Em março de 2023, a Fundação Oswaldo Cruz (Fiocruz) e o Ministério da Saúde fecharam uma nova parceria com a entidade para expandir a atuação do programa com a instalação da maior biofábrica – instalação que utiliza processos de biotecnologia para cultivar organismos vivos – do mundo no Brasil. O local vai abrigar a criação de mosquitos Aedes aegypti com a bactéria Wolbachia, método do projeto de combate à dengue, zika e chikungunya. Diferentemente do que alega o post aqui investigado, a biofábrica ainda não foi inaugurada. O local começou a ser construído em março deste ano em uma unidade do Instituto de Tecnologia do Paraná (Tecpar), em Curitiba. A previsão é que comece a operar em 2025, segundo o líder de Relações Institucionais e Governamentais do WMP, Diogo Chalegre.
O post também mente ao afirmar que o método contribui para o avanço das doenças transmitidas pelo Aedes aegypti. Em Niterói, no Rio de Janeiro, por exemplo, o programa em parceria com a Fiocruz começou em 2015 e, desde então, os casos de dengue vêm diminuindo ano após ano. Mesmo agora com o surto, a cidade, que tem mais de 500 mil habitantes, contabiliza quase 600 casos prováveis da doença e nenhum óbito.
No restante do país, de fato, houve crescimento de 400% no número de diagnósticos da doença em relação a 2023. O motivo, no entanto, não envolve o Programa Mundial de Mosquitos. “Nós temos um aumento natural de casos, frequentemente a cada cinco ou seis anos, dentro de todo o ciclo histórico de doença”, explicou ao Comprova o médico infectologista Jean Gorinchteyn, do Hospital Albert Einstein e do Hospital Emílio Ribas. “Mas, especialmente no último ano, nós tivemos questões climáticas envolvidas, como aumento recorde de temperaturas, grande índice de chuvas, fazendo com que houvesse um ambiente muito favorável à proliferação dos mosquitos”, diz.
Atualmente, a campanha de vacinação contra a dengue no Brasil contempla jovens de 10 a 14 anos de idade com doses da Qdenga, fabricada pelo laboratório japonês Takeda. Uma nota técnica emitida pelo Ministério da Saúde esclareceu que os efeitos adversos após a imunização, sendo a maioria reação alérgica, são raros e não evoluem para internações. A vacina pode reduzir em 80% os casos sintomáticos da doença e em 90% as hospitalizações, segundo a farmacêutica.

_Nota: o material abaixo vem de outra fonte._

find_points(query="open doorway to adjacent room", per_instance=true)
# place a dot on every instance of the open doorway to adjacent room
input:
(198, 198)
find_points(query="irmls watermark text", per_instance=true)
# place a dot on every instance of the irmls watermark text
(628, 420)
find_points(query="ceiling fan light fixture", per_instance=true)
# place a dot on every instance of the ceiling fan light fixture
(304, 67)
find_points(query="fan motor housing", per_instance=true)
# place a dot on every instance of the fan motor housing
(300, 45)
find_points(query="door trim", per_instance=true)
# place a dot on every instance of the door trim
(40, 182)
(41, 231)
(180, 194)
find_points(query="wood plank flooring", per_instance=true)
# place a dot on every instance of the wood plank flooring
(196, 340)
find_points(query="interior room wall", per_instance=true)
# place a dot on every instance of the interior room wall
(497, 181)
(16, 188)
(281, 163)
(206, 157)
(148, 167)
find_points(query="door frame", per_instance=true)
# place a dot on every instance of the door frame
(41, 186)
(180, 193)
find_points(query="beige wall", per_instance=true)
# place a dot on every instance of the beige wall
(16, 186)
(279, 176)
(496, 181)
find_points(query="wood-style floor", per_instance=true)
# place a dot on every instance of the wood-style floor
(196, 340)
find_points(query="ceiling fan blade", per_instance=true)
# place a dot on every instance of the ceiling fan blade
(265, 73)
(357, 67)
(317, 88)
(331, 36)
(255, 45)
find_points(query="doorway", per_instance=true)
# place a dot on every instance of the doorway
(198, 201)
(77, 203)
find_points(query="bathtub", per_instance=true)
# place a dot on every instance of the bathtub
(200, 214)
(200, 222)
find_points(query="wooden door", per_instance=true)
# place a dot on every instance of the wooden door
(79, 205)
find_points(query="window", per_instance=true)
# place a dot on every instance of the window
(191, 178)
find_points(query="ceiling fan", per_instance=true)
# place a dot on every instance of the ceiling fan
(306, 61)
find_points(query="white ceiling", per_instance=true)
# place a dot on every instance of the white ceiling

Os mosquitos criados pelo programa financiado por Bill Gates não são geneticamente modificados, como alega o post aqui verificado. OGM é a sigla para “organismos geneticamente modificados”, ou seja, que tiveram alterações genéticas manipuladas por cientistas. O programa do empresário é considerado natural e sustentável por não apresentar riscos ao ecossistema em que é liberado, diferentemente do uso de inseticidas em larga escala, por exemplo. A técnica é diferente daquela desenvolvida pela empresa Oxitec, que também atua no Brasil.
Um dos laboratórios de criação dos mosquitos do WMP está localizado em Medellín, na Colômbia. “Eles atendem a todas as necessidades dos insetos à medida que crescem de larvas a pupas e até adultos, mantendo a temperatura ideal e alimentando-os com porções generosas de farinha de peixe, açúcar e, claro, sangue”, escreveu Bill Gates em um blog. São produzidos cerca de 30 milhões de mosquitos por semana.

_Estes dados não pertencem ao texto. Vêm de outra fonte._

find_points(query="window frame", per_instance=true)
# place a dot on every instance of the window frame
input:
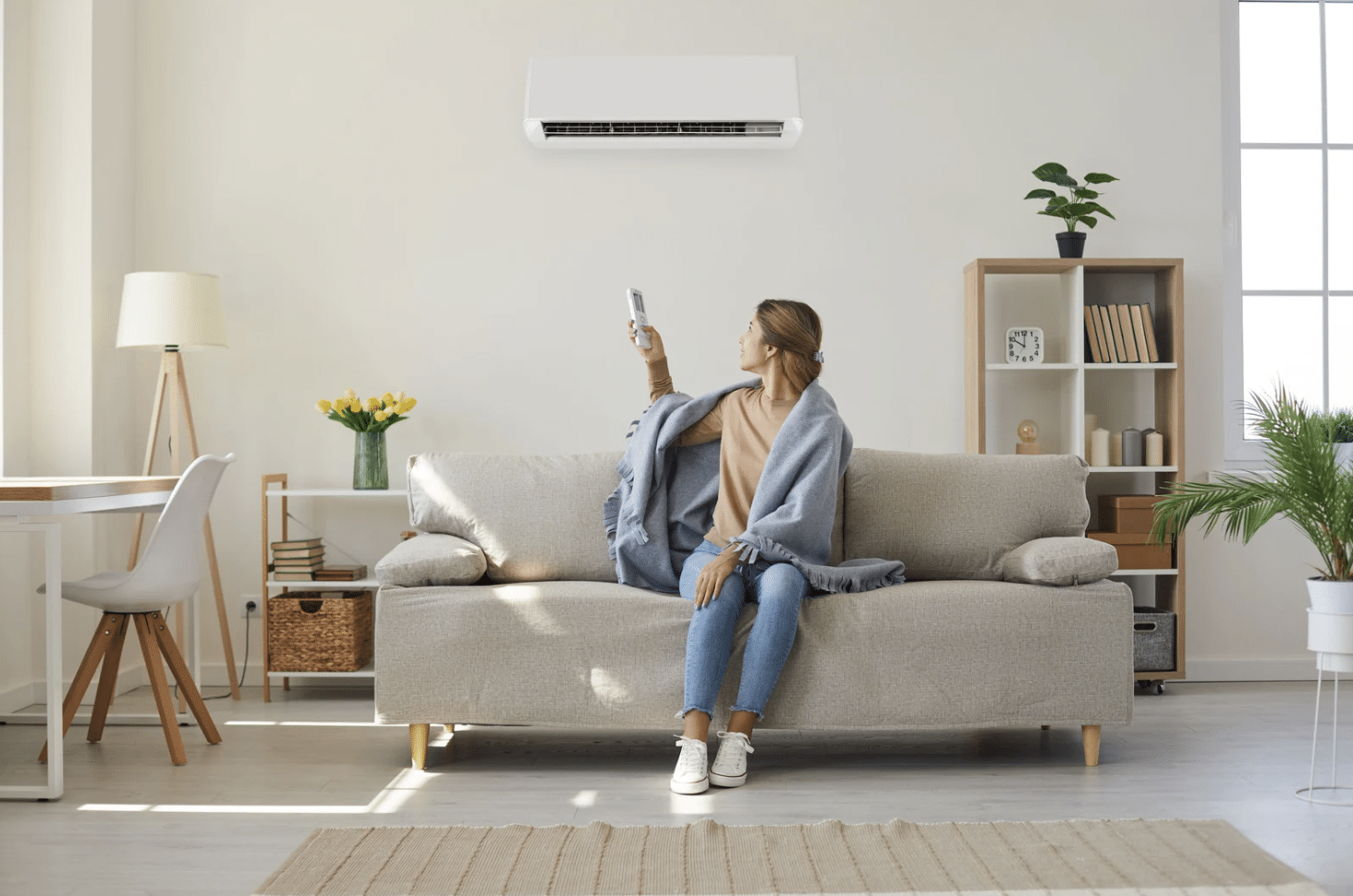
(1241, 452)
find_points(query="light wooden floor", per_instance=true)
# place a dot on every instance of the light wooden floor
(130, 823)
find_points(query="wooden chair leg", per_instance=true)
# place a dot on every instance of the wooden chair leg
(419, 744)
(84, 674)
(1090, 738)
(107, 680)
(160, 688)
(180, 672)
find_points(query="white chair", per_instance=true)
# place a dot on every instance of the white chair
(168, 572)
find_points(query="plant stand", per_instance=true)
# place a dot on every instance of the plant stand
(1329, 636)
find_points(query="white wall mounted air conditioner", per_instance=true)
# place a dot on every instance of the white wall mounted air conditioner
(664, 102)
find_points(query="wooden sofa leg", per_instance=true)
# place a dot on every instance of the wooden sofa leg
(1090, 737)
(419, 745)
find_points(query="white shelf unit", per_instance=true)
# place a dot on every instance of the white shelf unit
(271, 587)
(1052, 294)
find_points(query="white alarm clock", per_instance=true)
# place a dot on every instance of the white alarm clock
(1024, 345)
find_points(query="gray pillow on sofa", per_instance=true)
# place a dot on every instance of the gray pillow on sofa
(432, 560)
(1060, 561)
(536, 518)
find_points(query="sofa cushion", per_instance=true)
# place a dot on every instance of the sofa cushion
(535, 518)
(1060, 561)
(958, 515)
(432, 558)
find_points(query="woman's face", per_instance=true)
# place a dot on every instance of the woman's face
(755, 353)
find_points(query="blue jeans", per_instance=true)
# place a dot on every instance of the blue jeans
(777, 589)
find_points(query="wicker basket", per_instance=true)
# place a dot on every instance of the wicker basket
(320, 631)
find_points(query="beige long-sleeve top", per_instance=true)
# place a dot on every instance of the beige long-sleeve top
(747, 422)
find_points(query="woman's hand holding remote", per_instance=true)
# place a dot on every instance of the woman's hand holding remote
(655, 350)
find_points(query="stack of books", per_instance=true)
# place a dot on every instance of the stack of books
(297, 560)
(1120, 334)
(341, 572)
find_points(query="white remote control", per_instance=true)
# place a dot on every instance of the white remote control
(639, 317)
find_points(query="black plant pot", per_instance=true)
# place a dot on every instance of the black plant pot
(1070, 245)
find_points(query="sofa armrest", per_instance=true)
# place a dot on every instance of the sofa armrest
(432, 560)
(1060, 561)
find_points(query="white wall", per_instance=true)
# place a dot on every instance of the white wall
(358, 175)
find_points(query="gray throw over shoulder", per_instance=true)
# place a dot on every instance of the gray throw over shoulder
(664, 502)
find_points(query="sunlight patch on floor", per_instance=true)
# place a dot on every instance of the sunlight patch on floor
(390, 799)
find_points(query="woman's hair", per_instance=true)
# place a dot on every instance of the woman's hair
(795, 329)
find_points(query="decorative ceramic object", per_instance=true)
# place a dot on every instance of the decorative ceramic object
(1099, 447)
(1131, 447)
(1027, 432)
(1153, 447)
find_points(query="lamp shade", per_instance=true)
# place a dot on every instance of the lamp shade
(169, 309)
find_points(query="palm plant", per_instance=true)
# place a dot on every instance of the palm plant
(1306, 485)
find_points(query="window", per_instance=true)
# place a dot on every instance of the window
(1295, 187)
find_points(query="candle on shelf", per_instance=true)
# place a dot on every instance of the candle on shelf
(1099, 447)
(1154, 449)
(1131, 447)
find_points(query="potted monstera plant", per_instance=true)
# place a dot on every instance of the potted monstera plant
(1306, 483)
(1079, 207)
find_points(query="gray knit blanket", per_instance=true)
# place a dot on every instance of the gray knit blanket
(664, 502)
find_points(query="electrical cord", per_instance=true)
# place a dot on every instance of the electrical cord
(242, 673)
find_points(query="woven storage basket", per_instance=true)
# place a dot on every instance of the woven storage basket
(320, 631)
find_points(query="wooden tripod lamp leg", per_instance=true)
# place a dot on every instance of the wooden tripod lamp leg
(222, 619)
(172, 376)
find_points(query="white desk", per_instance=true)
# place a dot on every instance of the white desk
(23, 502)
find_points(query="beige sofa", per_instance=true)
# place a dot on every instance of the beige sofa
(505, 610)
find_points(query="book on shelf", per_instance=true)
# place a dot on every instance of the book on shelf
(1111, 353)
(1099, 334)
(1091, 338)
(1149, 327)
(1140, 333)
(298, 563)
(298, 551)
(1119, 349)
(341, 572)
(298, 543)
(1125, 320)
(292, 575)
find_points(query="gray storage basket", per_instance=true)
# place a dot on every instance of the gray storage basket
(1153, 639)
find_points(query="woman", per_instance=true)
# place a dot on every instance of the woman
(767, 551)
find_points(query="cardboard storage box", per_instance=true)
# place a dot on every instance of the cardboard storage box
(1134, 553)
(1153, 639)
(1128, 513)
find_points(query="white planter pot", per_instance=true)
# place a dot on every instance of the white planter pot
(1330, 624)
(1330, 596)
(1344, 455)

Na fábrica, os cientistas introduzem a bactéria Wolbachia nos ovos do Aedes aegypti, sem alteração genética. Essa bactéria está presente em quase 60% dos insetos no mundo, incluindo moscas-das-frutas, mariposas, libélulas e borboletas, e pode impedir que os vírus da dengue, zika e chikungunya se desenvolvam no mosquito. Consequentemente, reduz a chance de o Aedes aegypti transmitir essas doenças para humanos.
“A Wolbachia vive dentro das células dos insetos e é transmitida de uma geração para outra através dos ovos dos insetos. Os mosquitos Aedes aegypti normalmente não transmitem Wolbachia, mas muitos outros mosquitos o fazem”, diz o site do programa. “Análises de risco independentes indicam que a libertação de mosquitos Wolbachia representa um risco insignificante para os seres humanos e para o ambiente.”

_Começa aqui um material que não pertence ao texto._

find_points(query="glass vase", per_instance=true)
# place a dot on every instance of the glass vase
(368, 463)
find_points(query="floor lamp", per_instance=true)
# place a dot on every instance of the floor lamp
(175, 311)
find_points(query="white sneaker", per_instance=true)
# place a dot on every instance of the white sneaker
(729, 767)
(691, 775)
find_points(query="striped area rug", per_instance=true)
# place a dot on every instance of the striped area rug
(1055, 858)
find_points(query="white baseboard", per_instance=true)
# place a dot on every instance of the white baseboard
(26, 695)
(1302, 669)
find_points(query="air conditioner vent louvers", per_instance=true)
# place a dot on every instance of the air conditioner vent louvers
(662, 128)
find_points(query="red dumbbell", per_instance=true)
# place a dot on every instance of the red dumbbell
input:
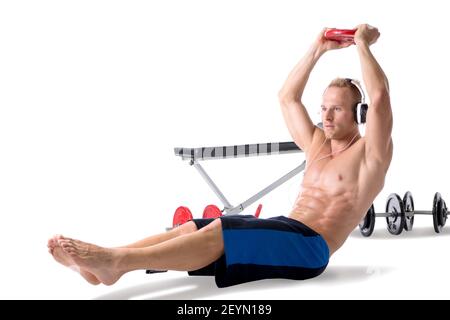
(211, 211)
(341, 35)
(181, 216)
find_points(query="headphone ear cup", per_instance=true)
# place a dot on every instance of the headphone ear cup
(356, 113)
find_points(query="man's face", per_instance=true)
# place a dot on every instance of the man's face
(337, 112)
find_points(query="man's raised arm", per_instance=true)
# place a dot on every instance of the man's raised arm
(379, 115)
(294, 112)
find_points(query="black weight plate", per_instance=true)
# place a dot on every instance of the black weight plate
(367, 224)
(408, 204)
(437, 211)
(396, 220)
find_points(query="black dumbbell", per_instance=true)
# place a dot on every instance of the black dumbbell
(400, 214)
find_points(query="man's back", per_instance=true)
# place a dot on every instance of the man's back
(338, 190)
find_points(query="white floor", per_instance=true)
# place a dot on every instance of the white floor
(90, 113)
(413, 265)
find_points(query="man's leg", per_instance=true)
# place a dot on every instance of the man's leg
(186, 228)
(65, 259)
(187, 252)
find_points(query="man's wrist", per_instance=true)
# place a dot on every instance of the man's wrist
(317, 50)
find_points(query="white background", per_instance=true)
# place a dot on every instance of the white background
(94, 96)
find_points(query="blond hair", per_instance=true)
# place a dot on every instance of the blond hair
(347, 83)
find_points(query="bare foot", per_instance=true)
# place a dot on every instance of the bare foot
(100, 262)
(66, 260)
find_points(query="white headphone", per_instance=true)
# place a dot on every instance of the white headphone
(360, 111)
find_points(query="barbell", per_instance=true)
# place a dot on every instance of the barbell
(400, 214)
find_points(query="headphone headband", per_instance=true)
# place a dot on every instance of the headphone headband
(358, 86)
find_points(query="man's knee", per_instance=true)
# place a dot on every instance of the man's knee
(213, 232)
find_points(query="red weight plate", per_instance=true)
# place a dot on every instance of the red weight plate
(211, 211)
(181, 216)
(343, 35)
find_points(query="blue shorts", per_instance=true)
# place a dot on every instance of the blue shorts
(257, 249)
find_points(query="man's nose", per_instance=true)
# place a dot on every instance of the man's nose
(329, 114)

Os mosquitos são colocados em pequenas caixas e liberados no ambiente com ajuda da população local ao longo de 12 a 20 semanas. Outra opção oferecida pelo programa é a instalação de cápsulas, com ovos já criados com a Wolbachia, nas ruas ou dentro das casas dos moradores do local estudado. A própria população fica responsável por colocar água nas caixas até a eclosão do mosquito adulto, que ocorre entre uma e duas semanas.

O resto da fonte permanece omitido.